Most use Trinexipac Ethyl for PGR because it's the least expensive per app. Others have experimented with Flurprimidol and Paclo. I have been using Legacy (mix of T Nex and Flurprimidol) because I lucked into a large supply of it a cheap price. But results will probably be similar whichever way you go.

For preventative fungicide, I have been using a rotation of 1) Tank mix of Azoxystrobin and Propiconizole (homemade Headway) and 2) Prostar. I would have preferred to use Tebuconizole in the tank mix instead of Prop but it is not labeled for residential use.

2 apps 30 days apart in fall when soil temps drop below 70, and 2 apps in spring when solid temps get above 55. It helps prevent large patch in the shady areas, and even the areas that don't typically have issues with large patch just look healthier on a fungicide program.


----------



## Texas_Bermuda (Sep 1, 2018)

Thank you @reidgarner . Do you hit the entire yard with preventative fungus measure or just spots you believe are susceptible.

On the pgr, would you recommend putting it down on 3 month new sod, thats not coming in thick? Is pgr a year 2 program?

Thanks! 
Will


----------



## reidgarner (Jun 18, 2018)

Texas_Bermuda said:


> Thank you @reidgarner . Do you hit the entire yard with preventative fungus measure or just spots you believe are susceptible.
> 
> On the pgr, would you recommend putting it down on 3 month new sod, thats not coming in thick? Is pgr a year 2 program?
> 
> ...


I hit the whole yard. It's preventative so I want to protect the whole yard, and in terms of calibration it's easier to blanket spray.

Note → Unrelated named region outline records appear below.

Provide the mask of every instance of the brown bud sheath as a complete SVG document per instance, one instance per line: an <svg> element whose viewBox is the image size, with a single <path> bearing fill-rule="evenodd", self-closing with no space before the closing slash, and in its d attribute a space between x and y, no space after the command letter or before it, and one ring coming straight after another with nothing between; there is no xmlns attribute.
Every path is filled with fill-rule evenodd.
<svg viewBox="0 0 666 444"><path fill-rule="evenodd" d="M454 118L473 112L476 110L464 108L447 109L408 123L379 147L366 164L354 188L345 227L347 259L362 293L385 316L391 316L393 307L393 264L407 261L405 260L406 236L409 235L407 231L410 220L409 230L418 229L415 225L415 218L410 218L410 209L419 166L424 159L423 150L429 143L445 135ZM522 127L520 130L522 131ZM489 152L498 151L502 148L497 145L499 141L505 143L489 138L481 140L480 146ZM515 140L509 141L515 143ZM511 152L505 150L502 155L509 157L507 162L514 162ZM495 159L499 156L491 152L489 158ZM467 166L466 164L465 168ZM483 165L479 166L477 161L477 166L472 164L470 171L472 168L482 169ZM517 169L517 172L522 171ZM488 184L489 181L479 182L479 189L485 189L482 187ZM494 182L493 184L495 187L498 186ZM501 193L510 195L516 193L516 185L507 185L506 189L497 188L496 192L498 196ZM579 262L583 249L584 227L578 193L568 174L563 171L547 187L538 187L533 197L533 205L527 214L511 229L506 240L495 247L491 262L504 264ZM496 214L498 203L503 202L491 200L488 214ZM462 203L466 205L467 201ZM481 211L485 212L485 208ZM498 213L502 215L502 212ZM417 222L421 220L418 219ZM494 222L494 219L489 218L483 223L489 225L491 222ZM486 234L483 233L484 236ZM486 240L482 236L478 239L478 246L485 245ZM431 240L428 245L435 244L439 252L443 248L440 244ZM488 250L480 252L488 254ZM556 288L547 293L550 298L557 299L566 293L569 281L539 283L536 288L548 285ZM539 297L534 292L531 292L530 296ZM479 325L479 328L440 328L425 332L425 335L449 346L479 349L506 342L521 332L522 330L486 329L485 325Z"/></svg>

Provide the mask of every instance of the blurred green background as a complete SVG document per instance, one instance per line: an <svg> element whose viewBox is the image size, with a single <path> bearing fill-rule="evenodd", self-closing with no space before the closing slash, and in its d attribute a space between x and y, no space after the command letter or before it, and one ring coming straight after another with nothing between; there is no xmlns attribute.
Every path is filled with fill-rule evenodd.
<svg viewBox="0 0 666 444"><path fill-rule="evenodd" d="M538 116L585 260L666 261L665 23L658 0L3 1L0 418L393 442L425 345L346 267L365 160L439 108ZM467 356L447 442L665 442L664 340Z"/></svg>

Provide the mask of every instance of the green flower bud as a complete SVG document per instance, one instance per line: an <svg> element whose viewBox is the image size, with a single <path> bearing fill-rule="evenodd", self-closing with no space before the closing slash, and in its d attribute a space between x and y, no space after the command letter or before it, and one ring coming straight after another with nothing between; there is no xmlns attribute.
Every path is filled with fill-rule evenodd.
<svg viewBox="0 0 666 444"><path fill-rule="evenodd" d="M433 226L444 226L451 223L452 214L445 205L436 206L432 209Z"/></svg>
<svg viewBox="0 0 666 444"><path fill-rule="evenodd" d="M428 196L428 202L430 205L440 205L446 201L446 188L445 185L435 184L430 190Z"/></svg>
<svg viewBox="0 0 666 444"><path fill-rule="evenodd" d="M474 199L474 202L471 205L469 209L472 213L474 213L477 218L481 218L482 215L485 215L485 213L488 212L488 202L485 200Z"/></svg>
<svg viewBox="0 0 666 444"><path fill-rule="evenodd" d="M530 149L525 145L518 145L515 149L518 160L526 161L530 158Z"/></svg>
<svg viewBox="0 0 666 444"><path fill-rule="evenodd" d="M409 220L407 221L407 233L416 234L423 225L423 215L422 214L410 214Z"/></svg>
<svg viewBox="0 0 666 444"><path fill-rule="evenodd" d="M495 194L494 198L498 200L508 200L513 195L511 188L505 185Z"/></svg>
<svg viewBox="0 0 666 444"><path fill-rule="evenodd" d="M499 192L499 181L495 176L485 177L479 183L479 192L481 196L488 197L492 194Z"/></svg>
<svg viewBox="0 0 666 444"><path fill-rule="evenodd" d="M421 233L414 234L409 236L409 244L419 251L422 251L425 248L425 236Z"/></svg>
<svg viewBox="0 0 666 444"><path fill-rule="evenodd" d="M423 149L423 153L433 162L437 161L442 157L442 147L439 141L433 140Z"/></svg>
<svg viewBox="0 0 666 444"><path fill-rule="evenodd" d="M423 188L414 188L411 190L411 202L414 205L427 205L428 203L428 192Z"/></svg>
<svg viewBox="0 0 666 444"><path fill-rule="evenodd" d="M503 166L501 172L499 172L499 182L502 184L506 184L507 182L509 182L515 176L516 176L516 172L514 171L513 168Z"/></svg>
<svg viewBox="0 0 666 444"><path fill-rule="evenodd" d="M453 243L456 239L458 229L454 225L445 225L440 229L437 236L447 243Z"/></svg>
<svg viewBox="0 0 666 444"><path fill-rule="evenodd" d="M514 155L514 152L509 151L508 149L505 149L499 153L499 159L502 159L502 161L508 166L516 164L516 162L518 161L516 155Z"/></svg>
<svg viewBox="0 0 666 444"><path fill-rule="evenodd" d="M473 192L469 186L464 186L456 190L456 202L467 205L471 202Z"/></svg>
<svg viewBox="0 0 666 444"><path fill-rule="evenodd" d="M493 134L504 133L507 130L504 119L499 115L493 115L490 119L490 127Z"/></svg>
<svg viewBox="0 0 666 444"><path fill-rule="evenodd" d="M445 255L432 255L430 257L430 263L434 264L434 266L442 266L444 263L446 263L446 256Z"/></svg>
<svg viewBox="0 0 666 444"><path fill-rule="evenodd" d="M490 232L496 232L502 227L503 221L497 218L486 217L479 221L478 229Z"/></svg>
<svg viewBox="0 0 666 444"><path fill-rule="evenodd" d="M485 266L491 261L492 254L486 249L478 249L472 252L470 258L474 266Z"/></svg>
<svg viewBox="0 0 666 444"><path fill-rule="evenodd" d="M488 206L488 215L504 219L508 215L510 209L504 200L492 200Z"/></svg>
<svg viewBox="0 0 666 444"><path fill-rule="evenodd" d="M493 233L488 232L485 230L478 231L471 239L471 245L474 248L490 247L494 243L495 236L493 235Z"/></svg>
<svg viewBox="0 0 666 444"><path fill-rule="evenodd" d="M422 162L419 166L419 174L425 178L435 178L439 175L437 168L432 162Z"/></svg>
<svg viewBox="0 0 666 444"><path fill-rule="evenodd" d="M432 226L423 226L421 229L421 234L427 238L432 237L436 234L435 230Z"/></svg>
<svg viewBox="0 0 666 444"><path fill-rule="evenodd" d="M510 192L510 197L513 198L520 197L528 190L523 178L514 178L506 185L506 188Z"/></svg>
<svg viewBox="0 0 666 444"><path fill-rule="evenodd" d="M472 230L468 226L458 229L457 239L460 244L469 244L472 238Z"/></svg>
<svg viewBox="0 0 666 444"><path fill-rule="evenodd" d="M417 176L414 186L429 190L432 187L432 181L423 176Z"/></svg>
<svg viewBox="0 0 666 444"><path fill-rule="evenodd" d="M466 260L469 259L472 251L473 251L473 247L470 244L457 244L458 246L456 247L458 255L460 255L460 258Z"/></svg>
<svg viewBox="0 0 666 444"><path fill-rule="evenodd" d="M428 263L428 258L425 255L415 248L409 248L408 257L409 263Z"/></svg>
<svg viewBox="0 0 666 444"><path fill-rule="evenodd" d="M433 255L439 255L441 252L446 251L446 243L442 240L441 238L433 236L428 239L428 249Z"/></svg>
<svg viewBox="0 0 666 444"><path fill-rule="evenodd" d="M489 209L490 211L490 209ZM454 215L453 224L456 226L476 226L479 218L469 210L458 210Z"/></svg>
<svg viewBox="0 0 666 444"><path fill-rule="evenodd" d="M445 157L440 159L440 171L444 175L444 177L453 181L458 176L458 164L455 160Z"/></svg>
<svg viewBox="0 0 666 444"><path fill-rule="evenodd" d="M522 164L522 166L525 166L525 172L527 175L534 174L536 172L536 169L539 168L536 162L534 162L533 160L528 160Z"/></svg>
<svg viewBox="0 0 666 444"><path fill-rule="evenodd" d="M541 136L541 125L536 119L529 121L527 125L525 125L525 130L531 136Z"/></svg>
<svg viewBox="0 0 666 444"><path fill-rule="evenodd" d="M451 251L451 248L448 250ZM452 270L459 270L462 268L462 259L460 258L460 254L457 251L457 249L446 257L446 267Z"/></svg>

For PGR, I didn't put any on the first year, but I think as long as you wait for it to get well established (rooted in and edges filled in) you should be ok. I'd def start at a low rate and work up.


----------



## Cramir (Apr 10, 2020)

@Texas_Bermuda I have a 30 day old palisades Zoysia. Front of the house it's pretty shaded with two big oak trees and the back is full sun. I was also considering PGR to get some density before it starts to thin out from the lack of sun. Currently cutting at 1" with a reel mower. I ordered done t-nex and should have some available for you if you choose to go that route.


----------



## Texas_Bermuda (Sep 1, 2018)

Thanks guys - on further research i prob need to let the palisades fill in a bit before pgr. Still patchy and growth is low and slow. Will look forward to pgr in 2021!

@Cramir what kind of direct sun do you get under those trees?


----------



## Cramir (Apr 10, 2020)

Texas_Bermuda said:


> Thanks guys - on further research i prob need to let the palisades fill in a bit before pgr. Still patchy and growth is low and slow. Will look forward to pgr in 2021!
> 
> @Cramir what kind of direct sun do you get under those trees?


Not a lot, the right side of my house gets more than the left. see those trees?


----------



## Texas_Bermuda (Sep 1, 2018)

Of course, gorgeous trees. If i had to choose trees or grass, id take trees.

Guess that makes me an outlaw around here!
:bandit:


----------